The snow falls ocassionally, but then the winds will cause havoc and it's not there, or else we get warm weather and it doesn't last. We haven't had much rain this winter, so not much snow. The Clutha river is one of the lowest it's ever been, even a long time Teviot valley identity was commenting on how low it is down there. They maybe holding water up in Hawea but if they aren't then it could get interesting for water levels in summer.
That's compound misassumptions.
Money is only underwritten by energy - 100%. That's either side of taxing. It is also what farming is from a physics POV; all it does is turn many calories of fossil oil, into one calorie of food. Actually, that is very inefficient, besides being a temporary arrangement (via finite resource depletion).
Those points mean exporting for dollars, is a flawed approach (much like a massed version of Jack selling the family cow for some magic beans (probably the ones economists count). The real wealth is obviously having energy and having the stuff to apply it to - but we are trading that away as fast as we can, for digital representations of.... unrequited expectations.
Climate science has been contaminated by people pushing an agenda and providing funding to scientists willing to follow the money.
People aren’t allowed to questioning the science without being considered ‘idiots’ (somewhat similar to those questioning vaccines…). Science should always be open to debate.
Citing extensive data (pdf) to support their case, William Happer, professor emeritus in physics at Princeton University, and Richard Lindzen, professor emeritus of atmospheric science at Massachusetts Institute of Technology (MIT), argued that the claims used by the EPA to justify the new regulations aren't based on scientific facts but rather political opinions and speculative models that have consistently proven to be wrong.
“The unscientific method of analysis, relying on consensus, peer review, government opinion, models that do not work, cherry-picking data and omitting voluminous contradictory data, is commonly employed in these studies and by the EPA in the Proposed Rule,” Mr. Happer and Mr. Lindzen wrote. “None of the studies provides scientific knowledge, and thus none provides any scientific support for the Proposed Rule.

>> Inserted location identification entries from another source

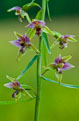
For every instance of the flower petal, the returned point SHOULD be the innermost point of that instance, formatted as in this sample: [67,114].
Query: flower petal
[67,66]
[9,85]
[58,60]
[27,40]
[17,8]
[16,43]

Last I checked agriculture in NZ was powered by solar energy - called photosynthesis?? The many millennia precursor to fossil fuels??
Also the leaf remains many times more efficient than any solar panel so until poor old tech catches up to natures wizardry there’ll be no competition really.
Humanity would have starved long if we could only eat what we ourselves could grow and digest in an arable field. There are alternatives of course
“the energy and materials to create mass cellular agricultural production will be immense and will likely be supported by non-renewable energy and resources. Similar parallels can be drawn to the mass scaling of electric vehicles (Contestabileet al., 2012). Thus, promised environmental benefits are not likely to be realized at first and there remains questions about the energy needed to operate mass cellular agriculture infrastructure.”
Meanwhile we are importing hundreds of thousands of carbon emitters every year, whilst reducing the amount of food available to feed them. Perhaps we should be focused on reducing the human population not cows. Stop paying people on benefits to breed, and stop importing people to drive Ubers and work in pizza shops.